Ricorso contro il sequestro, finalizzato alla confisca, di un patrimonio da 800.000 euro. Davanti al tribunale di Frosinone, sezione misure di prevenzione, si è svolta l'udienza per discutere del provvedimento di sequestro, emesso dallo stesso tribunale di Frosinone, contro il "clan Di Silvio" nello scorso luglio. Il provvedimento nasce da un'indagine per droga, condotta dal Nucleo di polizia tributaria della Guardia di finanza di Frosinone, che ha portato anche a delle condanne a sei e sette anni, e dalla sproporzione tra i redditi dichiarati (spesso zero) e il patrimonio della famiglia Di e De Silvio.

L'indagine era stata avviata nel 2010 e il processo si concludeva nel maggio del 2016 con pesanti condanne a sette anni, sei anni, cinque anni più altre a pene minori. Da lì sono partite le indagini finanziarie condotte dalla polizia tributaria dalle quali è emerso, come ricostruito dal tribunale, che «negli ultimi quindici anni i proposti non hanno mai presentato dichiarazione dei redditi». A parte «modestissimi redditi percepiti quale remunerazione del lavoro prestato in carcere».
Le conclusioni del tribunale che hanno portato al sequestro si basano sul fatto che gli interessati «risultano possedere beni immobili e veicoli del tutto sproporzionati rispetto allo status di disoccupati».

E quindi «può desumersi proprio da tale rilevante sproporzione un significativo indizio sulla provenienza dei beni da attività illecita, indizio di per sè sufficiente per disporre, allo stato degli atti, il richiesto sequestro». Il sequestro ha interessato terreno con abitazione abusiva a Terracina del valore di 250.000 euro, terreno con abitazione a Frosinone di 330.000 euro, due terreni con case a Ferentino per 160.000 euro totali, un'abitazione a Frosinone da 350.000 euro.
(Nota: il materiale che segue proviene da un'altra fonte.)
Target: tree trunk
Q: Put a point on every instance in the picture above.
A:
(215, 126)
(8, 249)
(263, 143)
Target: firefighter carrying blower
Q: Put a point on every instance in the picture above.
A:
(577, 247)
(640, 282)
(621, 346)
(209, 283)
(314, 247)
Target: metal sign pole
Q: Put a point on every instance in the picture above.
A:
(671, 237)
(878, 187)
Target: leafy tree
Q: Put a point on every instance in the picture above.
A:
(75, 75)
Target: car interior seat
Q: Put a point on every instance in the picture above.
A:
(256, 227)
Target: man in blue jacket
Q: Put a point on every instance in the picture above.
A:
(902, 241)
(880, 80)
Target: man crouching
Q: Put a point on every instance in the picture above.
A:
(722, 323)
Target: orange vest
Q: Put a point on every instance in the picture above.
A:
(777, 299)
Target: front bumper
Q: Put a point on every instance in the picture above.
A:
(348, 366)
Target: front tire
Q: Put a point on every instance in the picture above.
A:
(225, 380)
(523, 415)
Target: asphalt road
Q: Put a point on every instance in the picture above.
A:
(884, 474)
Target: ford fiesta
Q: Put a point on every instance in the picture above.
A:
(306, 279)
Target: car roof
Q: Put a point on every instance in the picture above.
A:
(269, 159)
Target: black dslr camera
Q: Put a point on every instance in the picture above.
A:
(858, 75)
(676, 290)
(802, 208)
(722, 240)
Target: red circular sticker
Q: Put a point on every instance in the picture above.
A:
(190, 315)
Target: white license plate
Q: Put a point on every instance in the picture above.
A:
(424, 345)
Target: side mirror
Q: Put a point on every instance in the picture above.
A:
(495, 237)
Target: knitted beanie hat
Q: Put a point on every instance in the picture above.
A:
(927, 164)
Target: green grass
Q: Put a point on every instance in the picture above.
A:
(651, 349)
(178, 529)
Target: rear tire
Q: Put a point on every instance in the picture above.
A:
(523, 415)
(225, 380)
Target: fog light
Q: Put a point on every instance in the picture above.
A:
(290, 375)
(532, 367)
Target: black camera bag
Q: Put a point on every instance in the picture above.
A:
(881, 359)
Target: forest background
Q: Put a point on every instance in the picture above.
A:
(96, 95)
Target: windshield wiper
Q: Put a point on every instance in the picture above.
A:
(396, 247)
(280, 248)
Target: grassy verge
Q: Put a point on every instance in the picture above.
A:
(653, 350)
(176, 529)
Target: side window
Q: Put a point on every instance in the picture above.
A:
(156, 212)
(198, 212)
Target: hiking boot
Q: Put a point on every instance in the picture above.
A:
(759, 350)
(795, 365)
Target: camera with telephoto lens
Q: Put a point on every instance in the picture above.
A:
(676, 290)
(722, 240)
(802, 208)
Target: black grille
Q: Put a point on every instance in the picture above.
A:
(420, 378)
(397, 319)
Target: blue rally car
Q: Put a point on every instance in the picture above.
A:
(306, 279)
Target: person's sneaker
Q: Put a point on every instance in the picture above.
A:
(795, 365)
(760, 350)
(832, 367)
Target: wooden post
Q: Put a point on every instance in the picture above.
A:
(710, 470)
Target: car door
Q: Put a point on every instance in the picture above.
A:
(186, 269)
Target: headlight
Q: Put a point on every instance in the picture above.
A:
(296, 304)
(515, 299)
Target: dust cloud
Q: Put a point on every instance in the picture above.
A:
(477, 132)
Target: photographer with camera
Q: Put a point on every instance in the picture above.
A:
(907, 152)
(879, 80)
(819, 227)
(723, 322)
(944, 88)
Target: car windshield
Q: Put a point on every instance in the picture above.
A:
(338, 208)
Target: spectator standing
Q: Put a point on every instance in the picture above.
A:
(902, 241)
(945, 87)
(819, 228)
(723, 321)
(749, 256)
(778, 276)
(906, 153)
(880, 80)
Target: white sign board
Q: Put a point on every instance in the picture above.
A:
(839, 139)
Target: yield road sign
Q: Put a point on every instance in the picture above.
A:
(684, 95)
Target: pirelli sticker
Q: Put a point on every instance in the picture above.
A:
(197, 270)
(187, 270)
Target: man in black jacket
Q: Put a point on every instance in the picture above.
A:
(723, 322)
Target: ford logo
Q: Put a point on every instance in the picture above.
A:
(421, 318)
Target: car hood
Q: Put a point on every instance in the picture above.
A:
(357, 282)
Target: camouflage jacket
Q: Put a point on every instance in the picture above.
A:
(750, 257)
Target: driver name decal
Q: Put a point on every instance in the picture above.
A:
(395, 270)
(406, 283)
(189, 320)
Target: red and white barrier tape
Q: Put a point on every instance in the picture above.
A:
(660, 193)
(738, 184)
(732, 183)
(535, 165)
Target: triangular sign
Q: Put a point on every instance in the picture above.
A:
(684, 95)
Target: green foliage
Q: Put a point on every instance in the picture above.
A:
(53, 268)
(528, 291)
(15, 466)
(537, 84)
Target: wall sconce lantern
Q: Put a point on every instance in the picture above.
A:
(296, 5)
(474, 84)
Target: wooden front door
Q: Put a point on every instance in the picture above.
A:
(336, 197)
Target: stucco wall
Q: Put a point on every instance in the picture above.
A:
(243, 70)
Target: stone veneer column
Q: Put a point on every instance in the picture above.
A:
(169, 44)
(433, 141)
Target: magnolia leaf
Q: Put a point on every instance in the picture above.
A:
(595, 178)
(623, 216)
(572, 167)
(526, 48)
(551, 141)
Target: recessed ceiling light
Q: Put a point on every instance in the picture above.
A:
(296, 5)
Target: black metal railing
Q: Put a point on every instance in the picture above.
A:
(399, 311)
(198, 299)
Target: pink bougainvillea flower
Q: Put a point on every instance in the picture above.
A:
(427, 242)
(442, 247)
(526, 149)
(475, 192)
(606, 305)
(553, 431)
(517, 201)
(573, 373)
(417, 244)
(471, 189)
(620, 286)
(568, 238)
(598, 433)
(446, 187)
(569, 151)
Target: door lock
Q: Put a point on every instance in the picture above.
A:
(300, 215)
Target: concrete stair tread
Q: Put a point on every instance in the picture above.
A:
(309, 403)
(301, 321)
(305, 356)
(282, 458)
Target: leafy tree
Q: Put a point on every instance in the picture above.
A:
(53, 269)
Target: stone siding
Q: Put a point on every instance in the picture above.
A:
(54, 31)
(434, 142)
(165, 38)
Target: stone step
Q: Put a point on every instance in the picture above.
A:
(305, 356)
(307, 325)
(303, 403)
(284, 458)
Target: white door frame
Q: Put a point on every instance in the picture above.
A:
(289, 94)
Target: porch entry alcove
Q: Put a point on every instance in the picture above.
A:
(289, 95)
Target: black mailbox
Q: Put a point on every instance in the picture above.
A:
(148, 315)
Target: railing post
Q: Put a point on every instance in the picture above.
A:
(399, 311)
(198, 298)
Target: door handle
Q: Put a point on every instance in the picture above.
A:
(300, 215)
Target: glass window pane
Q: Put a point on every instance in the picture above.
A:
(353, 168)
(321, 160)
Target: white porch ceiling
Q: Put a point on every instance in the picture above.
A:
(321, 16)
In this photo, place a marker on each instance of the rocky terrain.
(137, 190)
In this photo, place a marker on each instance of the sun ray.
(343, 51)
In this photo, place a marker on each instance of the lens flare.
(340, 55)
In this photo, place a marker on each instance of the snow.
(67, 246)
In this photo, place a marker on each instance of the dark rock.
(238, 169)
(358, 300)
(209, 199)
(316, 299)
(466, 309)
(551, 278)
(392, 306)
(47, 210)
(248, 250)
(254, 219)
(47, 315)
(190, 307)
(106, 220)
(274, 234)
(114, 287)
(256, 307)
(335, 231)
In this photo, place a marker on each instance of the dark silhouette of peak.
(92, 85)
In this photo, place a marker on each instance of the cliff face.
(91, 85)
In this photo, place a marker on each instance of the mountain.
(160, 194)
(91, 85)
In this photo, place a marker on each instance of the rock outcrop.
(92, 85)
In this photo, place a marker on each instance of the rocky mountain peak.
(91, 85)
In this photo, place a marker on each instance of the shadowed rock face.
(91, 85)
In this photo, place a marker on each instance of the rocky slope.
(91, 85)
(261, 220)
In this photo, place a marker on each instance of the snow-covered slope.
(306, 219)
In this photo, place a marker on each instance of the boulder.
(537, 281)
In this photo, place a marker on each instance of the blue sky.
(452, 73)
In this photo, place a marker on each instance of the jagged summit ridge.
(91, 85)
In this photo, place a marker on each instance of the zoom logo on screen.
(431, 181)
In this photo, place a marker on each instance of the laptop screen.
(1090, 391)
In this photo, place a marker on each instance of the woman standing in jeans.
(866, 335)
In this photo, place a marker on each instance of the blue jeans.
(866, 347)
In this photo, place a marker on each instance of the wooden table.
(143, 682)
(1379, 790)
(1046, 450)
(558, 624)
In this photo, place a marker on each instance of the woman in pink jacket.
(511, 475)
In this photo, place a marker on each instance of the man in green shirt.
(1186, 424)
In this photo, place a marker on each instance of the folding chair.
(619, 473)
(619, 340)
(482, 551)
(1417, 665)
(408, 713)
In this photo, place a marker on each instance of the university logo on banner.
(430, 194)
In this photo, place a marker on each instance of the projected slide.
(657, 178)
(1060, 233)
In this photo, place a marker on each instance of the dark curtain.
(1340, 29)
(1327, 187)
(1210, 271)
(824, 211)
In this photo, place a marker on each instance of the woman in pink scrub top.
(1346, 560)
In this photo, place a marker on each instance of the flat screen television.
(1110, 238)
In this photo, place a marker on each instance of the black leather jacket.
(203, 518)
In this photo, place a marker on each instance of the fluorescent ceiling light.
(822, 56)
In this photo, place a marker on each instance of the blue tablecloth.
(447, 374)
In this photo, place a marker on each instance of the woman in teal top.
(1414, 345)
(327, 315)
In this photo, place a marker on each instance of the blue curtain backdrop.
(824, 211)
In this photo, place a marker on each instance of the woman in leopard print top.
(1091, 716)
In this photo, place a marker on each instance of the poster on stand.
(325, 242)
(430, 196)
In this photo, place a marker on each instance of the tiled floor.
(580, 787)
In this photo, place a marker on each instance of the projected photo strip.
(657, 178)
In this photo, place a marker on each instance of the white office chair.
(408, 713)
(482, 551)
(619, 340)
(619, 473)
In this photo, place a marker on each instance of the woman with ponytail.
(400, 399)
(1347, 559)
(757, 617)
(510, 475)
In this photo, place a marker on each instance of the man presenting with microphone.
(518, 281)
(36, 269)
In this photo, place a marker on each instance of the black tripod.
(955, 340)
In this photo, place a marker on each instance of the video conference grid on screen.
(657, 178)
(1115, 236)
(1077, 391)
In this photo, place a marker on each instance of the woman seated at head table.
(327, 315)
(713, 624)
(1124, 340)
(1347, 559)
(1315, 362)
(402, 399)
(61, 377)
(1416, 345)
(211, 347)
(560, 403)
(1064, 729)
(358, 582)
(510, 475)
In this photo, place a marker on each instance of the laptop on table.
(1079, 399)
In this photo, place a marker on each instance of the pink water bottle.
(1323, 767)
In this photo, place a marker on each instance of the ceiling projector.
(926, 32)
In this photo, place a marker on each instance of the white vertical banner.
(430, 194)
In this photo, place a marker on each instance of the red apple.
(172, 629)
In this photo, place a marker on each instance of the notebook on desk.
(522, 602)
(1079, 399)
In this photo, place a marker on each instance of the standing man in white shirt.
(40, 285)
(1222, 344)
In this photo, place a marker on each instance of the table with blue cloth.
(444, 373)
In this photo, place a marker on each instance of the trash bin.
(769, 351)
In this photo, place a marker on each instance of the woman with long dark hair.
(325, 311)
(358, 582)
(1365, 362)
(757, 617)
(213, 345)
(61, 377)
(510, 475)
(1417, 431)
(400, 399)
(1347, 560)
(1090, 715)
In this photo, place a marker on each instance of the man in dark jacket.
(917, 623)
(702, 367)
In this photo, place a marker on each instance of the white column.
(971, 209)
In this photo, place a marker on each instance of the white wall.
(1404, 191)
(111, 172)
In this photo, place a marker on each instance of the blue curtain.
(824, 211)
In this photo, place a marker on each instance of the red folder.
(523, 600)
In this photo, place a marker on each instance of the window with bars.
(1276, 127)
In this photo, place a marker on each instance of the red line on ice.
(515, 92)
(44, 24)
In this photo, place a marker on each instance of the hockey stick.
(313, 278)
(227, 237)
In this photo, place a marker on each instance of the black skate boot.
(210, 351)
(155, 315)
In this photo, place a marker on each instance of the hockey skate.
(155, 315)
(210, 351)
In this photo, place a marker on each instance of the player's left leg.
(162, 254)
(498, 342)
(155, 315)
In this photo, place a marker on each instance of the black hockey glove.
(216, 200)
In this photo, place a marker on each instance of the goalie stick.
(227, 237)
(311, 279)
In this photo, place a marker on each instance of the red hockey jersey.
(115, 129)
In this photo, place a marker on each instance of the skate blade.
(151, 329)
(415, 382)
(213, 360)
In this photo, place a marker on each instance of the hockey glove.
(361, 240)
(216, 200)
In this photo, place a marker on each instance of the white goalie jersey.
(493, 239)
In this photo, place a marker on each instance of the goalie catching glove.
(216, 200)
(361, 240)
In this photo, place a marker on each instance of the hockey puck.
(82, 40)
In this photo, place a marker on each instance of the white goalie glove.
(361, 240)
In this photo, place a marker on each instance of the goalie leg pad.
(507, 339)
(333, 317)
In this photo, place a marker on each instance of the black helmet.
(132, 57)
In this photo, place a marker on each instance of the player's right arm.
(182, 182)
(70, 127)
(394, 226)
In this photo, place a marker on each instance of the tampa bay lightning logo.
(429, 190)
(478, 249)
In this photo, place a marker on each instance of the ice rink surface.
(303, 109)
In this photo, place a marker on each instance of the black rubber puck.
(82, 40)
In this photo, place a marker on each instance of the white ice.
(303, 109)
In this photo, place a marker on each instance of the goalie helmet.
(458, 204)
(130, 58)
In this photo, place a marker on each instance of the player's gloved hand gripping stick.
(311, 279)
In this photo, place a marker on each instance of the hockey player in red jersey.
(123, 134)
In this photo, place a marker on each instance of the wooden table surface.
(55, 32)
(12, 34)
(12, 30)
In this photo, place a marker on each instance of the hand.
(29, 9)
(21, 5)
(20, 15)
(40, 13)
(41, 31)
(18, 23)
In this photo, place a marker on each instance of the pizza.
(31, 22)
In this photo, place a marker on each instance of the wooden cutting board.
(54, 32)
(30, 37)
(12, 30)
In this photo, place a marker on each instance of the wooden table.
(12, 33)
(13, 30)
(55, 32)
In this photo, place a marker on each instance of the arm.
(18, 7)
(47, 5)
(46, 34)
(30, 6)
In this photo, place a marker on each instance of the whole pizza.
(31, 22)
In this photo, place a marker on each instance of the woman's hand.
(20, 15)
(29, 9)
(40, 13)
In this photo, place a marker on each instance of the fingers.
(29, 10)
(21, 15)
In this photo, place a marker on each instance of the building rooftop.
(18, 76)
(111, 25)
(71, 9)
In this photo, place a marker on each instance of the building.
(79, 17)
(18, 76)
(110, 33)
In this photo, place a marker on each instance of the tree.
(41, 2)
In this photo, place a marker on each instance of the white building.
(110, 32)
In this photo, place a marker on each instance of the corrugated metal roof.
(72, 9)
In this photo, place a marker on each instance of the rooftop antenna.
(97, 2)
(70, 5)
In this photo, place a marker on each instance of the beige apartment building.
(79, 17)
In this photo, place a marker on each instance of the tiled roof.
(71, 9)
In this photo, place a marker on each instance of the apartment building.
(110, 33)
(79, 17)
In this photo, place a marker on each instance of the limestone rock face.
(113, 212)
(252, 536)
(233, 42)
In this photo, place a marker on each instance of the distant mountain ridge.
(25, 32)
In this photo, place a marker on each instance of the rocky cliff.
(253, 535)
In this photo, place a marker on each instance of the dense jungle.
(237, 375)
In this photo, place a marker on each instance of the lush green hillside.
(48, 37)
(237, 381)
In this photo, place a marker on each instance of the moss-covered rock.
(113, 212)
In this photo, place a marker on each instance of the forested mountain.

Nonché i veicoli: due Mercedes, una Bmw, una Renault Megane, una Opel Tigra, una Volkswagen Golf, uno scooter Piaggio X9, una Citroen Saxo e una C3, una Peugeot 107, una Fiat Punto e una Uno e conti per 83.607 euro in fondi d'investimento più altri 6.975 in contanti. Gli avvocati Luigi Tozzi, Emanuele Carbone e Tony Ceccarelli hanno impugnato il provvedimento per tentare di evitare la confisca. L'udienza che si è celebrata l'altro giorno, è stata aggiornata a gennaio per la complessità della questione e anche per il subentro di un nuovo difensore.